Rosa es profesora universitaria y decidió participar de la competencia que tanto la atrapaba en televisión. Lo que jamás imaginó era que gracias a su inteligencia, lograría convertirse en una mujer récord. Participó de 307 programas consecutivos en los que se enfrentó a Manu Pascual, un talentoso joven madrileño que tenía experiencia en ese ciclo. Al final, con una pregunta de fútbol, logró vencerlo y alzarse con el pozo de 2.716.000 euros.
La historia de Rosa comenzó en Quilmes, partido de la Provincia de Buenos Aires. Sin embargo, cuando cumplió 7 años, su familia decidió instalarse en Galicia en busca de un mejor futuro para todos. "Lo sacrificaron todo y trabajaron mucho en su pizzería para progresar", aseguró la mujer en su presentación.

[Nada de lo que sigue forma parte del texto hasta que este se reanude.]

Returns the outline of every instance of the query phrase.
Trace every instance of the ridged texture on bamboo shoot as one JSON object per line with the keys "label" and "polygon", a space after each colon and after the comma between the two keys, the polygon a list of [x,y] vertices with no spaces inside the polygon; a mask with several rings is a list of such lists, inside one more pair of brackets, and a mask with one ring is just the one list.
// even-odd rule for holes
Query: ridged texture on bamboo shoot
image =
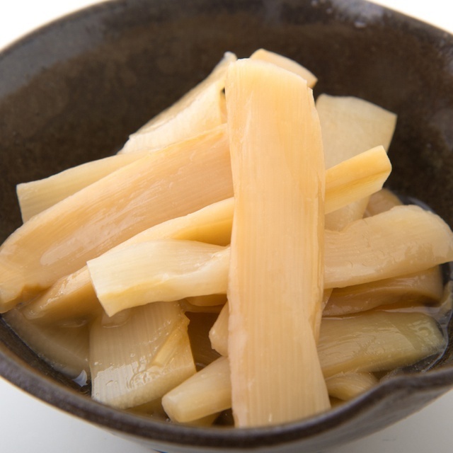
{"label": "ridged texture on bamboo shoot", "polygon": [[305,81],[275,65],[232,64],[226,96],[233,413],[239,427],[265,425],[330,407],[314,335],[323,296],[321,130]]}

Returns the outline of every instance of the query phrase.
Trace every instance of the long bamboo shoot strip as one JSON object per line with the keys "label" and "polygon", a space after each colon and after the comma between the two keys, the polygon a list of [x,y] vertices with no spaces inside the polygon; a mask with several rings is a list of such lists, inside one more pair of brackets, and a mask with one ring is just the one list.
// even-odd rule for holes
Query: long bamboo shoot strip
{"label": "long bamboo shoot strip", "polygon": [[137,233],[232,196],[225,132],[151,153],[32,217],[0,249],[0,312]]}
{"label": "long bamboo shoot strip", "polygon": [[[185,216],[171,219],[136,234],[105,252],[156,239],[173,238],[226,246],[231,236],[234,200],[227,198]],[[30,319],[52,323],[93,317],[101,309],[88,268],[62,277],[23,308]]]}
{"label": "long bamboo shoot strip", "polygon": [[[321,94],[316,100],[324,145],[326,168],[367,149],[382,145],[389,149],[396,115],[378,105],[352,96]],[[364,195],[339,211],[326,216],[329,229],[343,229],[362,218],[367,204]]]}
{"label": "long bamboo shoot strip", "polygon": [[336,288],[323,315],[337,316],[369,310],[380,305],[438,303],[443,294],[442,273],[435,266],[409,275]]}
{"label": "long bamboo shoot strip", "polygon": [[232,408],[238,426],[265,425],[330,407],[313,325],[323,295],[321,130],[306,81],[273,64],[231,64],[225,90]]}
{"label": "long bamboo shoot strip", "polygon": [[144,304],[226,292],[229,250],[179,239],[134,244],[87,263],[109,316]]}
{"label": "long bamboo shoot strip", "polygon": [[115,155],[68,168],[48,178],[18,184],[18,200],[25,222],[67,197],[134,162],[146,153]]}
{"label": "long bamboo shoot strip", "polygon": [[[352,178],[357,178],[357,168],[360,168],[361,176],[360,180],[355,181]],[[389,168],[386,154],[379,148],[362,153],[328,170],[326,172],[327,210],[336,209],[357,196],[379,189],[385,181]],[[346,187],[350,188],[345,189]],[[231,239],[234,206],[233,198],[214,203],[187,216],[156,225],[117,247],[164,238],[226,245]],[[30,303],[25,308],[24,314],[29,319],[42,319],[44,322],[53,322],[91,316],[91,311],[96,311],[97,306],[89,273],[84,267],[59,279]]]}
{"label": "long bamboo shoot strip", "polygon": [[405,275],[453,260],[453,233],[437,215],[415,205],[356,220],[326,234],[326,288]]}
{"label": "long bamboo shoot strip", "polygon": [[[227,316],[228,313],[225,313]],[[224,335],[223,343],[226,344],[226,329]],[[323,319],[318,351],[327,382],[331,378],[340,380],[342,374],[349,377],[348,388],[344,385],[344,380],[341,385],[343,396],[345,397],[348,394],[352,396],[352,392],[366,390],[377,382],[372,376],[365,374],[412,365],[440,352],[445,344],[445,340],[431,316],[420,313],[369,311],[350,318]],[[204,381],[203,385],[209,388],[217,386],[216,393],[222,394],[226,401],[226,392],[231,391],[229,382],[231,372],[226,366],[219,367],[217,371],[219,374],[212,376],[210,382]],[[352,374],[362,374],[361,384],[355,381],[352,384]],[[196,379],[196,375],[193,379]],[[184,385],[183,383],[181,388]],[[331,383],[331,387],[333,385]],[[195,401],[197,393],[202,390],[195,386],[192,389],[196,390],[185,397],[178,392],[181,413],[195,410],[190,407],[190,401]],[[339,391],[338,386],[336,391]],[[175,398],[175,407],[171,407],[169,411],[176,413],[178,408],[176,406]]]}
{"label": "long bamboo shoot strip", "polygon": [[172,420],[183,423],[231,408],[228,359],[218,358],[171,390],[162,405]]}
{"label": "long bamboo shoot strip", "polygon": [[[425,271],[453,259],[453,234],[448,226],[438,216],[417,206],[399,206],[380,214],[357,220],[341,232],[326,230],[325,239],[326,288],[350,287],[394,278],[392,275],[398,277]],[[223,252],[223,260],[217,263],[219,273],[212,276],[210,282],[214,287],[221,287],[226,278],[228,254],[228,248],[226,248]],[[108,254],[104,257],[107,259]],[[89,277],[89,274],[87,276]],[[377,286],[379,285],[377,284]],[[424,294],[434,294],[434,280],[433,285],[434,289],[428,289],[428,292],[425,291]],[[69,299],[70,295],[71,293],[67,296]],[[76,303],[76,298],[71,300]],[[57,304],[57,298],[55,304]],[[64,305],[68,304],[69,316],[77,313],[81,316],[81,311],[77,311],[76,308],[71,311],[73,309],[70,300],[64,302],[64,299],[61,299],[60,302],[62,310],[65,309]],[[32,302],[25,307],[27,316],[38,317],[40,316],[41,310],[52,312],[52,306],[46,308],[46,303],[42,301],[40,304],[41,306],[37,306],[36,302]],[[83,302],[82,306],[89,308]],[[96,306],[95,301],[93,304]]]}
{"label": "long bamboo shoot strip", "polygon": [[150,304],[129,315],[117,325],[97,319],[90,336],[93,398],[119,408],[161,398],[195,372],[188,320],[177,302]]}
{"label": "long bamboo shoot strip", "polygon": [[225,75],[236,59],[234,54],[226,52],[205,80],[132,134],[120,153],[168,147],[224,123]]}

Su vida transcurrió sin sobresaltos, terminó la escuela y se formó en Filología Inglesa (ciencia que estudia las culturas tal como se manifiestan en su lengua y en su literatura) y luego hizo máster en lingüística, educación y neurociencia aplicada a la enseñanza. Hoy por hoy trabaja como profesora universitaria de castellano y según contó, "tiene gran facilidad para retener datos insólitos".
Roberto Leal, el conductor de "Pasapalabra España" la definió como "una mujer de récords" y reconoció que el mano a mano que Rosa libró contra Manu durante meses fue de "un altísimo nivel".
La vida después del triunfo
Durante la pandemia, Rosa y su mamá Irma se convirtieron en fanáticas del programa. La hija le hizo caso y hoy a la distancia, se lo agradece con creces. La competencia se extendió por más de un año y medio, tiempo en el que Rosa fue superando múltiples desafíos.
El público siguió atento cada semana este duelo y finalmente, se emocionó al conocer a la verdadera campeona. Lejos de los festejos grandilocuentes al consagrarse ganadora, Rosa llamó a su mamá por teléfono y le preguntó si "tenía pizza para celebrar".
"Ha sido largo pero un proceso bonito del cual he disfrutado mucho. Ha sido un antes y un después en mi vida. Hay que soñar y tomar riesgos, no todo se cumple pero vale la pena", cerró emocionada.